To start off, I'll point you in the direction of the infamous "arsenic bacteria" paper, which has finally been published in Science after languishing on Science's pre-print server for months. This paper, if you're unfamiliar with it, claimed to show the discovery of a new species of bacteria that utilized arsenic in its DNA rather than phosphorus. It was torn to shreds by critics due to problems in the authors' methodology and doubts about the results - and for good reason. Science's response to all the negative criticism that the paper has recieved has been to publish a list of criticisms (and the authors' responses) along with the paper. Jerry Coyne has a good rundown of the paper's publication on his blog.
- DNA computing and square roots - Published this week in Science is a paper by L. Qian and E. Winfree detailing an interesting advancement in DNA computing. The authors were able to design and string together DNA logic gates to create a simple molecular computer able to calculate square roots. Creating a DNA logic gate is actually quite simple, and there are multiple ways it can be done. The authors did it by using a "seesaw gate"design: the gate consists of a short stretch of DNA that can pair with multiple different sequences. One such sequence is added as an "input", which competes and replaces a second sequence that is already bound to the gate. This replaced sequence becomes the "output", which is then free to act as an input for a second gate. Gates can be strung together to create more complicated systems. The authors devised a way to string such gates together to create a system that could calculate square roots. As cool as this is, though, this early biological calculator takes a while to complete calculations - up to eight hours. Nevertheless, this is a big step towards creating bigger and more powerful DNA computers. A more detailed summary of the paper has been posted on Wired, which I highly recommend, as they do a better job explaining logic gates than me!

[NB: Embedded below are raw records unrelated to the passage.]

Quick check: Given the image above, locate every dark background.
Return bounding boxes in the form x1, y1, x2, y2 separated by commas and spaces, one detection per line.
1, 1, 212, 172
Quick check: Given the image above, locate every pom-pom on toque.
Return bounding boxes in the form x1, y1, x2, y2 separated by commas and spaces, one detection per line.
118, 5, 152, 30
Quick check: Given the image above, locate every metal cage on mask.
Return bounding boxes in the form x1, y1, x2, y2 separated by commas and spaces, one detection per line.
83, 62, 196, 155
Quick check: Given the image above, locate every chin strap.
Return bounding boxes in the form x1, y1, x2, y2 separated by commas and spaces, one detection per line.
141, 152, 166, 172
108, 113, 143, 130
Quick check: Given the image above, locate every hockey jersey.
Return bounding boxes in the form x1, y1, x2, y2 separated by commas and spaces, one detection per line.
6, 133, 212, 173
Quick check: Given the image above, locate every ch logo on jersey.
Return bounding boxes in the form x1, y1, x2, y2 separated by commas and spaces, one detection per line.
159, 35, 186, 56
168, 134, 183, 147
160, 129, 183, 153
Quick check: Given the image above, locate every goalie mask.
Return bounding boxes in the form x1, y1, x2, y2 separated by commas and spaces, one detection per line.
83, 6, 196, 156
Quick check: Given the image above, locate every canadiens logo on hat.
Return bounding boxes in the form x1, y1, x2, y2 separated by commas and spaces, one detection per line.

- Proteins successfully extracted from mammoth bones - A paper published
this week1 in the journal Geochimica et Cosmochimica Acta describes the successful extraction of collagen protein from 600,000 year old mammoth bones. The authors were investigating the idea that peptide mass spec. could be used to identify fossils; that is, if you could determine the sequence of proteins in the fossil, you could compare the sequences to a database of known proteins. Finding proteins which are a close match would narrow down the identity of the fossils in question. To test this idea, the authors used bones from two mammoth fossils and one mastodon fossil. After grinding samples of the fossils into powder, they performed a series of chemical extractions and washes, then prepared them for mass spec. This allowed them to sequence the extracted protein, which was confirmed as collagen. The sequence data was good enough that the collagen - and consequently, the fossils - were correctly identified as being related to elephants. The authors were even able to use this data to distinguish the samples as elephantid (mammoth) or mammutid (mastodon). These findings are important for two reasons: first, they show that proteins can successfully be recovered from fossils as old as 600,000 years; and secondly, they demonstrate that protein mass spec. can be used to correctly identify ancient fossils (or at the very least, identify the closest living relative). Exciting indeed!
1. This paper actually wasn't published this week, it was published in April. For whatever reason, it looks like it only made the news now.